Yes, Email is not going to die for internal business communication, but it will transform, and interactivity and dynamism are inevitable. Lotus Notes is a great example of this. Email is often used for workflow, for updates of real time information, and spamming people with status messages that link to dashboards is a productivity hit and produces information overload.


> If business really wanted end to end un-eaves-droppable confidentiality they would have mandated S/MIME years ago. The very nature of a store-and-forward protocol without end to end encryption pretty much guarantees you don't have confidentiality unless the entirely of your communication is within your organization, and even then, it's not really secure because most business organizations did not run internal encryption.

The problem with S/MIME is that it requires a CA to sign that certificate. There's actually very few S/MIME CAs out there. Part of the reason S/MIME was always preferred in a corporate setting (over PGP) was that it could be decrypted by gateway border systems, ie administrators. Office 365 also introduces Office Messsage Encryption (OME) which is basically a temporary mailbox on their server. (Like Tutanota, or OpenExchange mail Guard) for external communication.

Encryption is also not really needed when you're all emailing each other on the same company server, which is most often the case.
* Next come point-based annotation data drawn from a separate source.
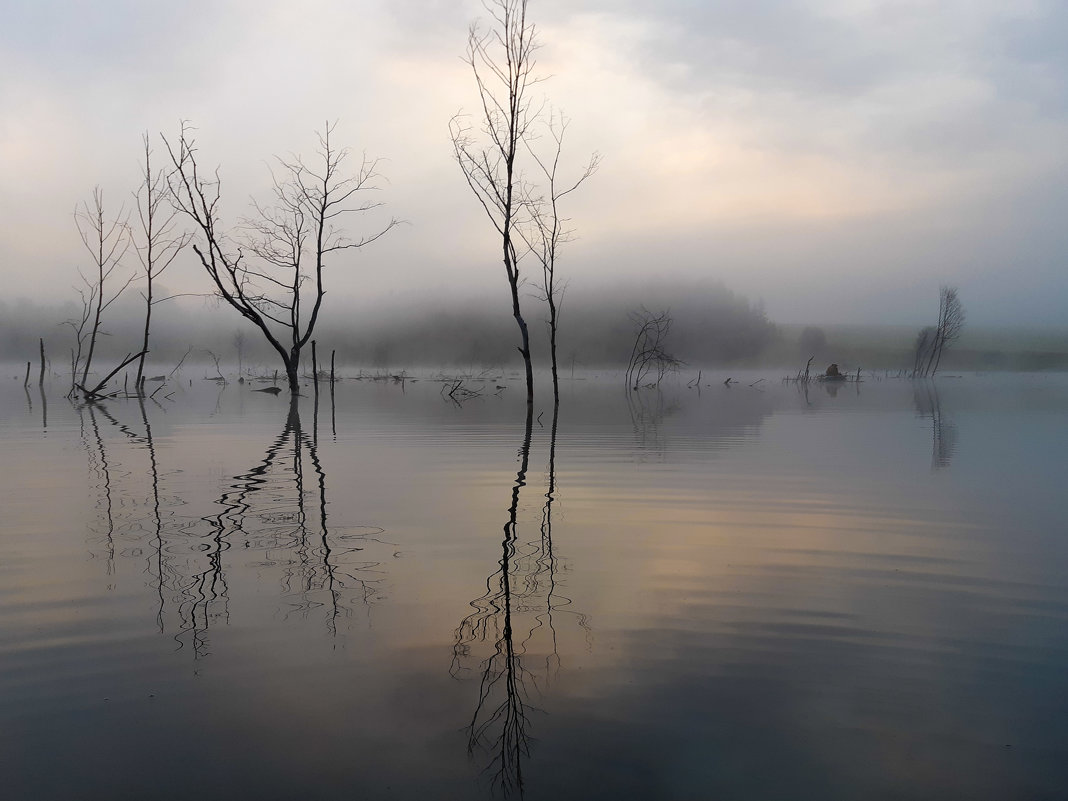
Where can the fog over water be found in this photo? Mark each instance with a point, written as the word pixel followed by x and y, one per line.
pixel 789 523
pixel 835 161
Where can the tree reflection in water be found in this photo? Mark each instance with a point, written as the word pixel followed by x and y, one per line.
pixel 523 586
pixel 273 509
pixel 928 404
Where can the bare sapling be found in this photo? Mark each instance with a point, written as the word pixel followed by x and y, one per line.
pixel 546 231
pixel 502 63
pixel 271 269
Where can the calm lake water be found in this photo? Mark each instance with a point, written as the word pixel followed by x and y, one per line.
pixel 745 593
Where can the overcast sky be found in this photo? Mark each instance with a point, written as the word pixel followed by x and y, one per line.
pixel 837 159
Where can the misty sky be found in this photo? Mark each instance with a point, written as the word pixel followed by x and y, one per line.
pixel 837 159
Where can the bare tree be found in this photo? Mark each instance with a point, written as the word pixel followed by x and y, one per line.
pixel 648 356
pixel 922 349
pixel 106 239
pixel 546 231
pixel 157 242
pixel 279 272
pixel 502 61
pixel 951 322
pixel 931 342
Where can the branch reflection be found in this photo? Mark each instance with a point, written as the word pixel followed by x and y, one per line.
pixel 276 509
pixel 523 583
pixel 928 404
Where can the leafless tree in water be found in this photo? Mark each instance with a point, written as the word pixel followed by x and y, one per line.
pixel 932 342
pixel 649 361
pixel 273 276
pixel 502 62
pixel 546 231
pixel 106 239
pixel 157 242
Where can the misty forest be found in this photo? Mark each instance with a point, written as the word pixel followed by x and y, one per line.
pixel 556 534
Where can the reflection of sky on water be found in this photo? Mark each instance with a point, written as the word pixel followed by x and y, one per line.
pixel 767 594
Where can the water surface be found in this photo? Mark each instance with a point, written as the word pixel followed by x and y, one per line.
pixel 744 592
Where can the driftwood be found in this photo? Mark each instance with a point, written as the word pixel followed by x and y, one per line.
pixel 95 393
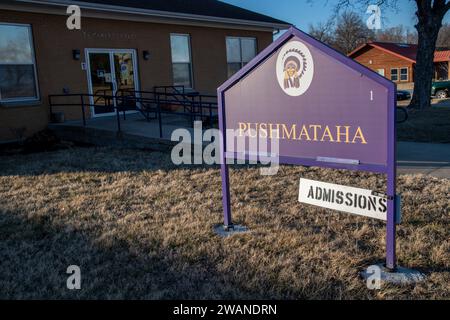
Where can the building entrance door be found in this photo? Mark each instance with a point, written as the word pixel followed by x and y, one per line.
pixel 110 70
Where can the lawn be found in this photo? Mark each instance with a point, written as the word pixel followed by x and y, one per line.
pixel 141 228
pixel 431 125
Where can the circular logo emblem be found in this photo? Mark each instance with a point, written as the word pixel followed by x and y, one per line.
pixel 295 68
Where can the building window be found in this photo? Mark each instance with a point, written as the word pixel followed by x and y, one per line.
pixel 394 74
pixel 239 52
pixel 181 60
pixel 18 81
pixel 404 74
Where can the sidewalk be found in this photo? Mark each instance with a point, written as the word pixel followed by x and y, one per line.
pixel 427 158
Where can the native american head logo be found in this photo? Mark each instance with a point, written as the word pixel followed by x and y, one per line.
pixel 295 68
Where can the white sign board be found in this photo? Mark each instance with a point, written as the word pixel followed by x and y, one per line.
pixel 343 198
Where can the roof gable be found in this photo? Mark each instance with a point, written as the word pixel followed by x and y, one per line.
pixel 294 32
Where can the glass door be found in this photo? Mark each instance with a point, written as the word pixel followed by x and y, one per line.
pixel 125 77
pixel 110 71
pixel 102 83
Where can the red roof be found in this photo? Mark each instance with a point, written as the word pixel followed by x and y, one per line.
pixel 402 50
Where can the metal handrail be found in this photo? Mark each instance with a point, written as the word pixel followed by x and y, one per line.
pixel 199 106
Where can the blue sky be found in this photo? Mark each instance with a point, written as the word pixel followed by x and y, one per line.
pixel 303 13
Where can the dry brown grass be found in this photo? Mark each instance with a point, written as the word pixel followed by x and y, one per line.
pixel 140 228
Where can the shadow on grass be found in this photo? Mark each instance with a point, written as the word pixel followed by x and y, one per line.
pixel 35 254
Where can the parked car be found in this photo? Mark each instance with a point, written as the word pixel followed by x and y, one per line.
pixel 440 89
pixel 403 95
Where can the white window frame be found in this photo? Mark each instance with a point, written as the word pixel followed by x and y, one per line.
pixel 33 56
pixel 240 47
pixel 407 74
pixel 398 75
pixel 190 57
pixel 381 72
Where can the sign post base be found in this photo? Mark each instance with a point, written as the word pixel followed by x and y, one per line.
pixel 226 231
pixel 399 276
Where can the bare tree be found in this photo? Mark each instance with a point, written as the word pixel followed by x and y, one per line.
pixel 351 32
pixel 444 37
pixel 398 34
pixel 430 14
pixel 323 32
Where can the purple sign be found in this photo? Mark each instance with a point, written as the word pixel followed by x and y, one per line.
pixel 318 104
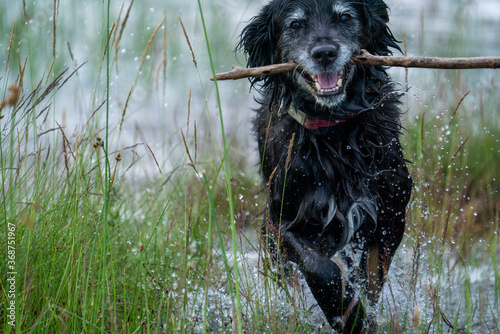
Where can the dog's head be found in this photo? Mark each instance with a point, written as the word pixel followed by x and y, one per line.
pixel 321 36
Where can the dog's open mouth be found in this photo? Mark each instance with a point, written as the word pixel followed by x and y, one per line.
pixel 328 83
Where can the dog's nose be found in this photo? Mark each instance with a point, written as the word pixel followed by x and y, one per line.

Even when stuff is outsourced there's usually legal service level agreements to maintain basic confidentiality.

> Yes, Email is not going to die for internal business communication, but it will transform, and interactivity and dynamism are inevitable. Lotus Notes is a great example of this. Email is often used for workflow, for updates of real time information, and spamming people with status messages that link to dashboards is a productivity hit and produces information overload.

I don't think it will. Just because Google wants to do amp4email doesn't mean everyone else will. Email has been getting more secure with things like MTA-STS, but those have gone through the IETF. I don't think it will see any adoption outside of the Google ecosystem, particularly without a RFC.

Email is very much has a "you said this on this date", and it is as if someone sent you a letter in the postal mail. I don't see amp4email getting any use in the business world. I think it will mostly be for "promotional email" aka spam you've agreed to get from companies that you've done business with before and didn't uncheck that box that says "notify me of all your offers...".

Google also has a history of trying things out then canning them in the future. Anyone remember Google Wave? that was 'totally going to replace email as we know it'.